The world in question is Leipzig, though the setting is kept general enough that it could be almost any city in Europe. Krien is skilled in focusing on the smaller details – the layout of streets and houses, the colours of trees, the atmosphere of a bar – and a few recurring motifs, such as the smell of ramsons (wild garlic) or the seasonal migration of swifts, but while these build a vivid picture of her characters’ immediate surroundings, they are in no way specific to Leipzig and so offer the reader a form of familiarity. No wild flights of fancy are necessary to dive fully into the novel, whose main concern after all is with relationships, the twists and turns of a life, and how we continually reinvent – or rediscover – ourselves.

As the cover suggests, the five women in Love in Five Acts are all poised on the edge of something. Aged mainly in their thirties and forties – though we do encounter some, like Brida, as a younger woman – their lives have turned out quite differently to how they expected. Relationships have developed and fallen apart, children have been born and lost, and the established dynamics between parents and children, sisters or best friends have often shifted dramatically. A sense of helplessness reigns in many of the characters’ lives – Paula, for example, with whom the book opens, seems to have been a victim of circumstance in both her failed marriage and the tragic death of her child – while others fight with a grim determination to carve out a life at least approximating the one they once imagined. Some sections focus on a period of only a few years, others take a longer view, but each narrates some kind of turning point: the moment at which each character comes to the sobering realisation that, including themselves, ‘nobody was exactly how you wanted them to be’.

It is in many ways a poignant message, yet, just like its characters, Love in Five Acts is overwhelmingly strong. It offers a clear-sighted perspective of modern society and the roles women play (or are expected to play) within it. Themes such as infidelity, bereavement, motherhood and abortion are all tackled with sensitivity and an unwavering realism: Krien is never melodramatic, but nor does she avoid these topics, which are all threads in the fabric of contemporary society. While each woman is vastly different in character and accordingly experiences life in a distinctive way, they are bound by a common struggle to make sense of their lives, which goes beyond individual circumstance and delves into what it is to be human. From an apparently straightforward idea, Daniela Krien has created a many-layered and rewarding novel.

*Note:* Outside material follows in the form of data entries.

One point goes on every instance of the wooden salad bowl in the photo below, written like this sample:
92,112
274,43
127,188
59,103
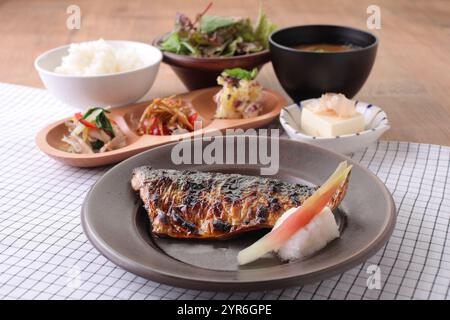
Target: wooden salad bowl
127,117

A structure like this – five interconnected lives – is certainly nothing new in literature, yet again the author offers her readers a pleasant surprise by varying the degrees of separation between her characters. As friends, sisters and rival lovers (rather than, say, merely a group of friends) we are treated to a refreshing take on how our lives intersect with others’, even when we may not recognise the overlap. Though Krien’s sparing, wry prose has been compared to that of Sally Rooney, the overall emotional effect of the novel reminded me very much of Bernardine Evaristo and the final words of Girl, Woman, Other: ‘this is about being together’.

Love in Five Acts takes five lives and binds them together, as well as tying them to the reader’s. Meticulously crafted and superbly translated, it is a novel that is almost effortlessly compelling, offering a message of solidarity and allowing its readers to find parts of themselves within it. While the ending might leave us hanging, it is drenched in hope – a winning formula that can only leave us looking forward to more writing by Daniela Krien.


Love in Five Acts by Daniela Krien, translated by Jamie Bulloch, is published today in the UK by MacLehose Press and available in digital and hardback. Many thanks to the publisher and NetGalley for so kindly providing a digital review copy.